Bronwyn, Addy, Nate, Cooper, and Simon are students in Bayview High. One day they end up spending the afternoon in detention together, where one of them will not leave alive. Suddenly Simon fades out and dies of something that seems like an allergic reaction. Murder investigation starts, as everyone realizes that the dead student was going to publish the darkest secrets of other students in the high school the day after he died. Nobody takes the blame, and nobody seems to have done it, but everyone has their reasons to do it, too.
Despite the clichés and some predictable moments, the story of One Of Us Is Lying is utterly entertaining. First of all, the plot is brutal. In the second chapter, you already start to freak out. Events go by, one after the other, and towards the middle of the book, no one seems suspicious, but at the same time that everyone seems suspicious. The author manages to play with the reader’s head and makes them imagine a thousand possible scenarios.
Although it is not very difficult to solve, the mystery is pretty good. Something that catches the reader’s attention is a big mystery and several small ones, which is enough to make them hooked.
In addition to the investigation, which is the common thread of the story, a large part of the book is dedicated to recounting the lives of each of the characters; all their secrets, fears, and joys that they live throughout the plot. It is a fundamental point in the story since it is what makes the reader keep reading with more desire and interest. It also gives a hook for the reader to cling to when the aura of mystery diminishes.
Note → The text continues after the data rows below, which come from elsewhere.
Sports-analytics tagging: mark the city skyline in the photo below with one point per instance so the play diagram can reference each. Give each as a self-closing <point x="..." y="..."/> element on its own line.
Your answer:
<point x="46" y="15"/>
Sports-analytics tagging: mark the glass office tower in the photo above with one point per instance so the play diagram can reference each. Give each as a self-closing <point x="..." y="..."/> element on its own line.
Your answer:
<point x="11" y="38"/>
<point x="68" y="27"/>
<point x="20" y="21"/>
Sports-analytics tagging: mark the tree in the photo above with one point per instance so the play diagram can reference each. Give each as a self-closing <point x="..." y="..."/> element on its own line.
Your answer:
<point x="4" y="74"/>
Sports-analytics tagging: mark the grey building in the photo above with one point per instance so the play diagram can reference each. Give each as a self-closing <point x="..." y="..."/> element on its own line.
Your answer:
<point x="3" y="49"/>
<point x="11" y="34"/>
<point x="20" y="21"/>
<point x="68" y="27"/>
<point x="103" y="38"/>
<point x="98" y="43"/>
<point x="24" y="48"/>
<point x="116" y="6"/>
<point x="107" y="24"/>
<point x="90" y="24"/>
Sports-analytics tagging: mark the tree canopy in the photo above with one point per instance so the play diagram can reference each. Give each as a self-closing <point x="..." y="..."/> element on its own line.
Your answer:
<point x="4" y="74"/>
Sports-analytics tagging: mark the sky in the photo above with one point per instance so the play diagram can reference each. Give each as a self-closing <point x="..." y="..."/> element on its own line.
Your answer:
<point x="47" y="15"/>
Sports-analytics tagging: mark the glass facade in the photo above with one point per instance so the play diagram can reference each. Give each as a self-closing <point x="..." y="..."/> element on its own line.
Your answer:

The story goes around mystery, drama, romance, bullying, secret lives, cheating, and family issues surrounding the four main protagonists as they investigate which of them is the killer and who is trying to set them up with a murder conviction.
The story is told from the different perspectives of the four boys. Each one has their reasons as to why they would have wanted to get rid of Simon, and they are all analysed, even having national coverage in the media. Told from different perspectives, the story gets more entertaining and exciting, making the reader create empathy with different characters.
Besides the apparent mystery aspect of knowing who the killer is, there’s also drama, romance, and a bit of self-acceptance, giving the story more depth. The story has a Gossip Girl or American high school setting drama, while it also has a heavy murder investigation going on, just like an Agatha Christie novel. The author balances these two opposites well by combining the two sides in the story.
The story may be predictable for experienced murder mystery readers. Still, it is pretty entertaining for regular readers, with the game of guessing who the killer is apparent on each page.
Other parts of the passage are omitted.